# Auch jetzt gibt der Reisende keineswegs die Hoffnung auf,...



## herrkeinname

Auch jetzt gibt der Reisende keineswegs die Hoffnung auf, bald in Berlin anzul......(hier soll man den Teil des Wortes ergänzen)

Mir kommt im Moment nichts in den Sinn.


----------



## elroy

"Anzulanden"?


----------



## cyanista

Vielleicht *anzulangen*?


----------



## jester.

Ich würde ja "anzukommen" sagen, wenn das L nicht da stünde.


----------



## cyanista

Also sollen wir das "L" einfach weglassen? 

Für alle, die die ganze Geschichte lesen und dabei ihre Deutschkennisse prüfen wollen - klick.


----------



## herrkeinname

Ja, anzulangen ist eine gute Wortwahl, oder?

Diese Aufgabe ist leider keine gute Prüfung der Sprachkenntnisse.

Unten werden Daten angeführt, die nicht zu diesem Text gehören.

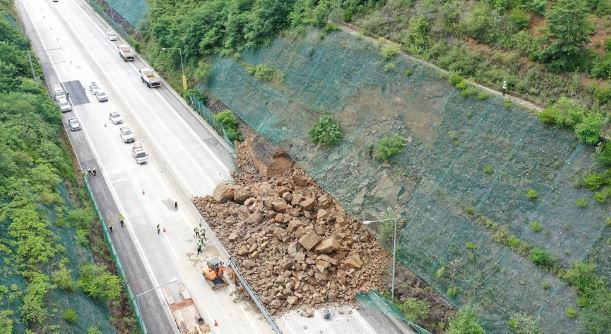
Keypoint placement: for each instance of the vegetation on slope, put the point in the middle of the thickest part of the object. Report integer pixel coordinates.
(35, 218)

Um diese Lücken richtig zu ergänzen, reicht ein umfangreiches Sprachwissen nicht.


----------



## FloVi

"anzulangen" ist die einzige Möglichkeit, die mir einfällt und es würde auch zu dem etwas angestaubten Stil des gesamten Textes passen. Allerdings ist der Text auch fehlerhaft:

Ein...... seiner Söhne sehr...... ihm aus Berlin,[...]
Ein...... seiner Söhne schr...... ihm aus Berlin,[...]

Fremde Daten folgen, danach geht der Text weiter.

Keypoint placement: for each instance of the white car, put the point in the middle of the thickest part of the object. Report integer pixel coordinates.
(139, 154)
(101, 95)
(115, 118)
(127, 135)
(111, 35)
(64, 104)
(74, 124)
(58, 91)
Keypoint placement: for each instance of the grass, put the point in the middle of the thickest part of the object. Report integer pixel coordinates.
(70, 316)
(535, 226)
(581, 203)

Nun liegt zwischen auf Nürnberg und Berlin eine D-Zug-Station [...]
Nun liegt zwischen auf Nürnberg und Berlin eine D-Zug-Station [...]


----------



## Lykurg

[...], sagte er  schließ...... z......., tr...... die nötig...... Reisevorbereitungen und fuhr los.

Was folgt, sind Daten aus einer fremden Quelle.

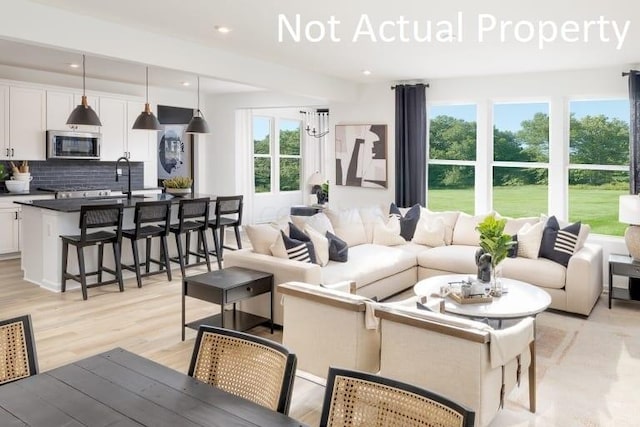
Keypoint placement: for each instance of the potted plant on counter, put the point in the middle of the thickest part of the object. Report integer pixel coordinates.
(496, 243)
(178, 186)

Und was soll bitte in die Lücke "Es ist der ......zug Berlin-Nürnberg." eingesetzt werden? 
Bummelzug, Eilzug, Schnellzug, D-Zug,  Regionalexpreßzug, Lokalbahnzug, Magnetschwebezug, Neigetechnikzug, Pendelzug, Güterzug, ... - soll man im Fahrplan nachsehen?


----------



## Kajjo

Cyanista: Danke für den Link. Diese Art von Prüfung ist ja grauenhaft! Wenn schobn Muttersprachler hadern, wie soll das dann ein Ausländer beherrschen? Da vergeht einem ja der Spaß!

Was soll z.B. "Ein...... seiner Söhne sehr...... ihm aus Berlin"?

Kajjo


----------



## herrkeinname

Lykurg said:


> [...], sagte er  schließ...... z......., tr...... die nötig...... Reisevorbereitungen und fuhr los.
> 
> Und was soll bitte in die Lücke "Es ist der ......zug Berlin-Nürnberg." eingesetzt werden?
> Bummelzug, Eilzug, Schnellzug, D-Zug, Regionalexpreßzug, Lokalbahnzug, Magnetschwebezug, Neigetechnikzug, Pendelzug, Güterzug, ... - soll man im Fahrplan nachsehen?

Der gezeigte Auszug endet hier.